Addition of niacin to statin therapy does not lower CVD event rate

Relationship of Apolipoproteins A-1 and B, and Lipoprotein(a) to Cardiovascular Outcomes: The AIM-HIGH Trial (Atherothrombosis Intervention in Metabolic Syndrome With Low HDL/High Triglyceride and Impact on Global Health Outcomes).

Literature - Albers et al. JACC Oct 2013 - J Am Coll Cardiol. 2013 Oct 22;62(17):1575-9

Albers JJ, Slee A, O'Brien KD et al.
J Am Coll Cardiol. 2013 Oct 22;62(17):1575-9. doi: 10.1016/j.jacc.2013.06.051


The AIM-HIGH Trial (Atherothrombosis Intervention in Metabolic Syndrome With Low HDL/High Triglyceride and Impact on Global Health Outcomes) prospectively evaluated the effect of addition of extended release niacin (ERN) to simvastatin therapy in participants with established atherothrombotic cardiovascular (CV) disease. Addition of ERN did not further reduce the incidence of CV events [1].
This report studies the effect of LDL-lowering therapy (simvastatin with or without ezetimibe) plus ERN, as compared to LDL-lowering therapy alone, on Lp(a), apoA-1 and apoB, and the relationship of their baseline and on-treatment levels to CV outcomes.

Main results

  • After 1 year of treatment, the apoB/apoA-1-ratio had decreased by 19% and 7% in respectively the ERN and placebo groups. Lp(a) decreased by 21% in the ERN group, and by 6% in the placebo group, yielding an overall least-square mean decrease in Lp(a) due to ERN of 19%.
  • Baseline apoB and apoB/apoA-1 levels were only associated with CV events in the placebo group, but treatment interaction was not statistically significant.
    Lp(a) showed the highest hazard ratios, which were similar in both treatment groups.
  • After 1 year, 1 SD higher apoB/apoA-1 ratio was associated with a 21% higher risk of a primary event (P=0.031), while this ratio was not related to CV event risk in the ERN group.
    1 SD higher log Lp(a) gave a HR of 1.21 (P=0.017) in the placebo group, and HR: 1.18 (P=0.028) in the ERN group.
  • Similar event rates were seen within each quartile of baseline Lp(a) and in both treatment groups, despite greater decreases in Lp(a) for those taking ERN than in those on placebo.

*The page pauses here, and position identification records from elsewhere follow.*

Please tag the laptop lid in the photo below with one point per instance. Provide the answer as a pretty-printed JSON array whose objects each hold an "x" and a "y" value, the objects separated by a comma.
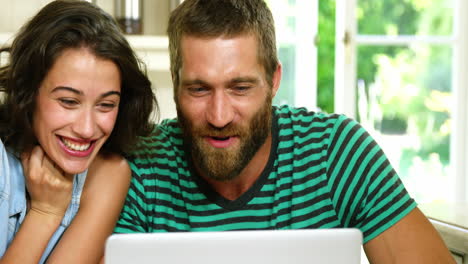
[{"x": 328, "y": 246}]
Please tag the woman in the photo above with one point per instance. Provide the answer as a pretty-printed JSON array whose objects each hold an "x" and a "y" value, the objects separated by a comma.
[{"x": 75, "y": 99}]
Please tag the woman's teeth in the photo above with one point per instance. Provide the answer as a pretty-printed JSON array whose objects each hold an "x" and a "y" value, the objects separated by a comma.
[{"x": 74, "y": 146}]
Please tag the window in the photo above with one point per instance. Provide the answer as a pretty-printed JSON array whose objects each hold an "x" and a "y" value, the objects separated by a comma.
[
  {"x": 401, "y": 71},
  {"x": 296, "y": 28}
]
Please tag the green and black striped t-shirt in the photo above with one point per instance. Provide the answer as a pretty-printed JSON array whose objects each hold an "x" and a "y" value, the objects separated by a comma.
[{"x": 324, "y": 171}]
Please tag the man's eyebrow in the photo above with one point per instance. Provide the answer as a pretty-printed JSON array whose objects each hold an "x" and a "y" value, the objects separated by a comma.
[
  {"x": 192, "y": 82},
  {"x": 78, "y": 92},
  {"x": 244, "y": 80}
]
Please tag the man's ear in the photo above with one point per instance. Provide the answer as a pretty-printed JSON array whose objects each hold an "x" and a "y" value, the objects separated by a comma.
[{"x": 276, "y": 79}]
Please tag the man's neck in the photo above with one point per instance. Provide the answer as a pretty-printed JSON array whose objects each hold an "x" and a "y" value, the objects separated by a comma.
[{"x": 234, "y": 188}]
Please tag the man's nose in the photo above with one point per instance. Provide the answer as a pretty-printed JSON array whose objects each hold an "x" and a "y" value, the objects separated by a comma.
[{"x": 220, "y": 112}]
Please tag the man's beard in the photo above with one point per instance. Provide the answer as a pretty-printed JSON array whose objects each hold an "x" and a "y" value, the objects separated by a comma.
[{"x": 224, "y": 164}]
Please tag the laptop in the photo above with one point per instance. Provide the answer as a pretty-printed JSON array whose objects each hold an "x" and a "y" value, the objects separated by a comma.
[{"x": 325, "y": 246}]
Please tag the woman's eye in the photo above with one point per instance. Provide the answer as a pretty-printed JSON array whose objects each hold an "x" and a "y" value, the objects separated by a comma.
[
  {"x": 68, "y": 102},
  {"x": 107, "y": 106}
]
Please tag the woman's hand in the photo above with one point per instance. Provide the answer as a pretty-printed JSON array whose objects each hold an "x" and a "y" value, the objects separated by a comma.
[{"x": 48, "y": 186}]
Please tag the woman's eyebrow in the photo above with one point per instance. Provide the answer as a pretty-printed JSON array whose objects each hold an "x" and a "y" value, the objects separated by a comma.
[
  {"x": 78, "y": 92},
  {"x": 110, "y": 93},
  {"x": 66, "y": 88}
]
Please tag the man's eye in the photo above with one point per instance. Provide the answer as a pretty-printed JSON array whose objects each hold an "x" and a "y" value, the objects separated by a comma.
[
  {"x": 197, "y": 90},
  {"x": 241, "y": 88}
]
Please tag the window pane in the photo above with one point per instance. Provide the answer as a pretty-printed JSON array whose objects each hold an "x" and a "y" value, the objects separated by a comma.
[
  {"x": 295, "y": 24},
  {"x": 411, "y": 17},
  {"x": 404, "y": 96}
]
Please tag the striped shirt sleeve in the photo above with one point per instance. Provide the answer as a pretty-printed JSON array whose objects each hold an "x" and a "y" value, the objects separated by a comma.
[{"x": 366, "y": 191}]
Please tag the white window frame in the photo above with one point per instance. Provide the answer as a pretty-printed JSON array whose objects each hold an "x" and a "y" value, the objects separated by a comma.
[{"x": 347, "y": 40}]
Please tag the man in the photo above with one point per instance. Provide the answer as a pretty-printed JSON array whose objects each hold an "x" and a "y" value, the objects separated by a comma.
[{"x": 232, "y": 161}]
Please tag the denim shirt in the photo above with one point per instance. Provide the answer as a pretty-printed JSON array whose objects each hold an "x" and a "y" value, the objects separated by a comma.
[{"x": 13, "y": 202}]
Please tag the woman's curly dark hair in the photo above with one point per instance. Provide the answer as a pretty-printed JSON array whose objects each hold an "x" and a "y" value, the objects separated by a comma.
[{"x": 62, "y": 25}]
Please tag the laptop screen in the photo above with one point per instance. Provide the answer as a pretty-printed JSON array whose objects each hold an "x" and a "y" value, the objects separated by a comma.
[{"x": 329, "y": 246}]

Subjects randomised to ERN had favourable changes in apoA-I levels, the apoB/apoA-I ratio and Lp(a) levels. Baseline and on-study Lp(a) predicted CV events in both treatment groups. Nevertheless, no subgroup that benefits from ERN therapy was identified based on these variables. Even subjects receiving ERN who were in the highest Lp(a) quartile, did not benefit from the addition of niacin to statin-based therapy.
AIM-HIGH showed that Lp(a) contributes to residual CV risk in patients who achieved target LDL-c levels with statin therapy. This study adds the observation that favourable changes in apolipoproteins and Lp(a) from ERN do not translate to CV event reduction.


1. The AIM-HIGH Investigators, Boden WE, Probstfield JL, Anderson T, et al. Niacin in patients with low HDL cholesterol levels receiving intensive Statin therapy. N Engl J Med 2011;365: 2255–67.